When did you last learn something new?
I’m not talking about the time you joined Instagram or started doing pour-over coffee at home. I’m talking about deep, substantive skills.
Truth is, you’ve probably avoided taking up that dream avocation — be it learning the banjo, the art of bonsai or anything else — because you think that you don’t have time or that you won’t be good.
You’re right, you won’t be … at least in the beginning.
Taking up something new is like throwing a pebble into a pond: The ripple is small at first, but it grows wider over time, and you never know what distant shore it may reach. For all our expertise, many of us have forgotten how to be beginners. Here’s a quick guide to navigating the deep end of novicehood.
Avoid overly strict or ambitious goals
I know this sounds like the opposite of everything you’ve heard. We’re supposed to set goals. Don’t they steer us toward success?
The problem is, setting precise goals is like trying to forecast the weather with zero knowledge of meteorology. Setting the wrong goals and then failing to meet them is hugely demotivating. Your failure will turn into resentment of the thing you’re trying to learn.
Best to set goals that you can see. Rode one wave today while surfing? Tomorrow, ride two.
Embrace failure
When we were infants, we were supreme beginners. The whole world was new to us; everything had to be learned. This did not happen without errors. In learning to walk, for example, infants fall an average of 17 times per hour. Do they agonize over what went wrong or let embarrassment halt their progress? No, they simply get up and go on their way.

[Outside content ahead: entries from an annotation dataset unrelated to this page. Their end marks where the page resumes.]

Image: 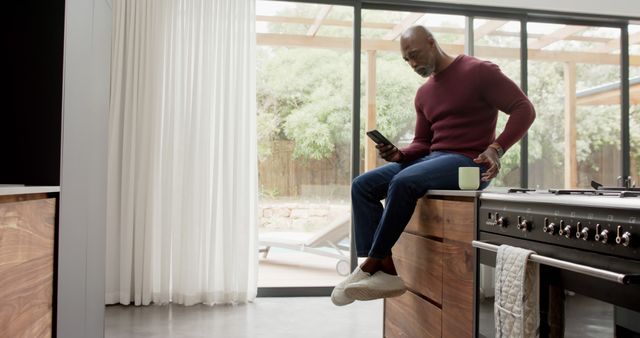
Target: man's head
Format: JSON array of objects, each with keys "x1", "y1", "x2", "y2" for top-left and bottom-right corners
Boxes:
[{"x1": 400, "y1": 26, "x2": 439, "y2": 77}]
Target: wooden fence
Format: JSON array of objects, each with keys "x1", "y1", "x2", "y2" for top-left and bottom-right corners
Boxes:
[{"x1": 259, "y1": 141, "x2": 351, "y2": 197}]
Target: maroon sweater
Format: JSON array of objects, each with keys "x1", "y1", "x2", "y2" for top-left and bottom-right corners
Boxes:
[{"x1": 401, "y1": 55, "x2": 535, "y2": 161}]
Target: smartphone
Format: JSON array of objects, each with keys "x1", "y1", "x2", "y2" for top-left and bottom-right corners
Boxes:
[{"x1": 367, "y1": 129, "x2": 395, "y2": 147}]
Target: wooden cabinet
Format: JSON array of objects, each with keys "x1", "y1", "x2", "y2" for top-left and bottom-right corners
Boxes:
[
  {"x1": 384, "y1": 195, "x2": 475, "y2": 338},
  {"x1": 0, "y1": 194, "x2": 56, "y2": 338}
]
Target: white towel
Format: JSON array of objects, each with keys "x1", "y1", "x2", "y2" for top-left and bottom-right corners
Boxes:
[{"x1": 494, "y1": 245, "x2": 540, "y2": 338}]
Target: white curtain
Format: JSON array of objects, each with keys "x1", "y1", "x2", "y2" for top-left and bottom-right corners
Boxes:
[{"x1": 106, "y1": 0, "x2": 257, "y2": 305}]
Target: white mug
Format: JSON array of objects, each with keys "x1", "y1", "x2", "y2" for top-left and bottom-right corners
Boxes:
[{"x1": 458, "y1": 167, "x2": 480, "y2": 190}]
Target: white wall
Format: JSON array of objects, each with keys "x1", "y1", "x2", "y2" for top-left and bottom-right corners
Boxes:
[
  {"x1": 424, "y1": 0, "x2": 640, "y2": 20},
  {"x1": 57, "y1": 0, "x2": 111, "y2": 338}
]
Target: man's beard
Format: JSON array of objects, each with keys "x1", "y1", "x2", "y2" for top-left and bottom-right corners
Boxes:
[{"x1": 414, "y1": 65, "x2": 435, "y2": 78}]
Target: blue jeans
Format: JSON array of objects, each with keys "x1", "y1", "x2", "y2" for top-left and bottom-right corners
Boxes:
[{"x1": 351, "y1": 151, "x2": 489, "y2": 259}]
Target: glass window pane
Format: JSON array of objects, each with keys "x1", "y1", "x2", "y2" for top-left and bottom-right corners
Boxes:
[
  {"x1": 629, "y1": 25, "x2": 640, "y2": 186},
  {"x1": 256, "y1": 1, "x2": 353, "y2": 287},
  {"x1": 473, "y1": 18, "x2": 521, "y2": 188},
  {"x1": 527, "y1": 23, "x2": 621, "y2": 188}
]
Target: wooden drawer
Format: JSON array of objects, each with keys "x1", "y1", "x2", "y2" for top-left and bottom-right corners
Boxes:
[
  {"x1": 0, "y1": 198, "x2": 56, "y2": 337},
  {"x1": 442, "y1": 200, "x2": 475, "y2": 243},
  {"x1": 393, "y1": 232, "x2": 443, "y2": 304},
  {"x1": 384, "y1": 291, "x2": 442, "y2": 338},
  {"x1": 405, "y1": 197, "x2": 444, "y2": 238},
  {"x1": 442, "y1": 240, "x2": 475, "y2": 338}
]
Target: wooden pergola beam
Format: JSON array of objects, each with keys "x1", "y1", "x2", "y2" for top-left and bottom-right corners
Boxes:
[
  {"x1": 473, "y1": 20, "x2": 510, "y2": 40},
  {"x1": 256, "y1": 15, "x2": 395, "y2": 29},
  {"x1": 382, "y1": 13, "x2": 424, "y2": 40},
  {"x1": 529, "y1": 26, "x2": 588, "y2": 49},
  {"x1": 564, "y1": 62, "x2": 578, "y2": 189},
  {"x1": 576, "y1": 84, "x2": 640, "y2": 106},
  {"x1": 595, "y1": 32, "x2": 640, "y2": 53},
  {"x1": 256, "y1": 15, "x2": 611, "y2": 43},
  {"x1": 256, "y1": 33, "x2": 640, "y2": 66},
  {"x1": 307, "y1": 5, "x2": 333, "y2": 36}
]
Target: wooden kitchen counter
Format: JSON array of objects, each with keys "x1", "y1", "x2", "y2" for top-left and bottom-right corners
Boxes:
[
  {"x1": 0, "y1": 186, "x2": 59, "y2": 337},
  {"x1": 384, "y1": 190, "x2": 480, "y2": 338}
]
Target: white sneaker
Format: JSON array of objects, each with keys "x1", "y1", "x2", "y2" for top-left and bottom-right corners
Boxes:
[
  {"x1": 331, "y1": 267, "x2": 371, "y2": 306},
  {"x1": 344, "y1": 271, "x2": 407, "y2": 300}
]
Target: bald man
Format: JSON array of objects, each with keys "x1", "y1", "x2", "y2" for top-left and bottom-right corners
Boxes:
[{"x1": 331, "y1": 26, "x2": 535, "y2": 306}]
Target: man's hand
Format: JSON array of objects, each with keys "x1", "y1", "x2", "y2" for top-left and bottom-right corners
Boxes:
[
  {"x1": 473, "y1": 147, "x2": 500, "y2": 182},
  {"x1": 376, "y1": 144, "x2": 402, "y2": 162}
]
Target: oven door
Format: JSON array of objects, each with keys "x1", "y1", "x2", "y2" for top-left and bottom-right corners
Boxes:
[{"x1": 475, "y1": 233, "x2": 640, "y2": 338}]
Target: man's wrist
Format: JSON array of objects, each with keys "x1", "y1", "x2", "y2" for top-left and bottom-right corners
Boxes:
[{"x1": 489, "y1": 142, "x2": 504, "y2": 158}]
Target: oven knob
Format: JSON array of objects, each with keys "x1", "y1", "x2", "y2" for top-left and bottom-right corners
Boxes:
[
  {"x1": 576, "y1": 227, "x2": 589, "y2": 241},
  {"x1": 516, "y1": 216, "x2": 531, "y2": 232},
  {"x1": 616, "y1": 225, "x2": 631, "y2": 246},
  {"x1": 496, "y1": 212, "x2": 508, "y2": 228},
  {"x1": 616, "y1": 231, "x2": 631, "y2": 246},
  {"x1": 559, "y1": 225, "x2": 573, "y2": 238},
  {"x1": 542, "y1": 222, "x2": 558, "y2": 235},
  {"x1": 596, "y1": 229, "x2": 609, "y2": 244}
]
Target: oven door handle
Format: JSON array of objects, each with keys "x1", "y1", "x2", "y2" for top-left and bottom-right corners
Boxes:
[{"x1": 471, "y1": 241, "x2": 640, "y2": 284}]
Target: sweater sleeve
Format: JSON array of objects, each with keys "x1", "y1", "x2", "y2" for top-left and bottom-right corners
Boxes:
[
  {"x1": 400, "y1": 98, "x2": 433, "y2": 162},
  {"x1": 476, "y1": 62, "x2": 536, "y2": 151}
]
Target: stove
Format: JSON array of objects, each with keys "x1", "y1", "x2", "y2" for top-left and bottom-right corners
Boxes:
[{"x1": 473, "y1": 183, "x2": 640, "y2": 337}]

A vital reason that children are such good learners, according to researchers, is that they “explore” a wide range of solutions to a problem, rather than “exploit” the solutions they already know. This comes with more potential errors but also more learning.
Take a class
If there’s something to be learned, chances are there’s an online video somewhere showing you how. But I recommend learning with others in a class. It provides structure, discipline and motivation.
Learning with other people has additional benefits; in a “learning community,” we not only learn from others who might be better than we are, but we also learn by teaching others who might be worse than we are at something. We even learn from seeing the mistakes of others.
Be a scientist
“In science,” the mathematician Richard Hamming writes, “if you know what you are doing, you should not be doing it. In engineering, if you do not know what you are doing, you should not be doing it.”
In our jobs, we’re engineers. We really don’t want — particularly as middle-aged people — to take huge risks or venture into the unknown. But taking up something new, in our spare time, is our chance to be scientists — to mess around, to explore, to have fun. Don’t treat some new pursuit as another job; this means giving yourself permission to be mediocre.
“Start by considering new work to be of a different, less exacting type,” Silicon Valley entrepreneur Paul Graham writes. “To start a painting saying that it's just a sketch, or a new piece of software saying that it's just a quick hack. Then you judge your initial results by a lower standard. Once the project is rolling, you can sneakily convert it to something more.”
Start by calling yourself a dabbler. Who knows where you might end up?